As its name implies, the new Ph.D. in French at the University at Albany differs substantially from most traditional Ph.D. programs which are geared towards literary criticism and the literary history of continental France. In this new configuration, French Studies are plotted along two axes. The first is disciplinary, or rather interdisciplinary, blending the wide range of faculty expertise in literature, art criticism, film study, history, theology, linguistics and technological innovation. The other is geographical, embracing what has come to be called the "Francophone world," which ranges from French-speaking Europe to North America, the Caribbean and Africa. This axis brings into play a number of areas of study such as imperialism, immigration and assimilation, post-coloniality, paradigmatic shifts from oral to written culture and the creation of "national" literatures and cultures.

While not explicit within the two axes described above, research on women is central to the new Ph.D. in French Studies. Faculty publications and interests and new courses clearly indicate the Department's strengths in this area.

Novels and Films
George Santoni is scheduled to teach Images de femmes en France, which will be devoted to contemporary films and novels by women, while Eloise Briere is developing a course on Francophone Women Writers that will focus on the impact of class/development, neo-colonialism and race on women's writing. Her forthcoming book on Cameroonian literature (Le Roman camerounais et ses discours), devotes considerable space to women's literary voices within the context of a developing African national literature.

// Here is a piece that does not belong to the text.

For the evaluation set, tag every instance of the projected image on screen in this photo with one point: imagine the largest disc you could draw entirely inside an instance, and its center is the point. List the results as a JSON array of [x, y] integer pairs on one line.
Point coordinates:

In addition to Robert Greene's four articles on the status of women in French literature (ranging from Flaubert's Madame Bovary to the work of Marguerite Duras) his forthcoming book focuses, among other things, on the misogynist current within the moraliste tradition in French literature (Just Words: Moralism and Metalanguage in Twentieth Century French Fiction).

Voices and Images of Women
In both her research and teaching Mary Beth Winn includes women of the Middle Ages and the Renaissance as writers, patrons and sources of debate. Several of her published articles reflect such concerns as well as her interest in the female "voice" she discovered in anonymous poems of the late Middle Ages-early Renaissance when she did her work on the French chanson.

Ray Ortali's interests focus on the literary debate of the early Renaissance "La Querelle des Femmes" and on the representation of women in Rabelais. Jean-Francois Briere's research on l'Abbe Gregoire, the late eighteenth-century French abolitionist, has led him to the discovery of Gregoire's "feminist" writings which he plans to study and edit. Professor Briere is particularly interested in issues related to the history of French feminism and to the status of women in contemporary France, both of which are included in a forthcoming book (Les Francais).

As demonstrated by the above range of interests, women's studies are clearly at home in the University at Albany's new Ph.D. program in French Studies. All of the above faculty are interested in fostering graduate research in their fields of interest and would agree with their colleague Robert Greene who observed, "The doctoral dissertations (on women) are there, waiting to be written."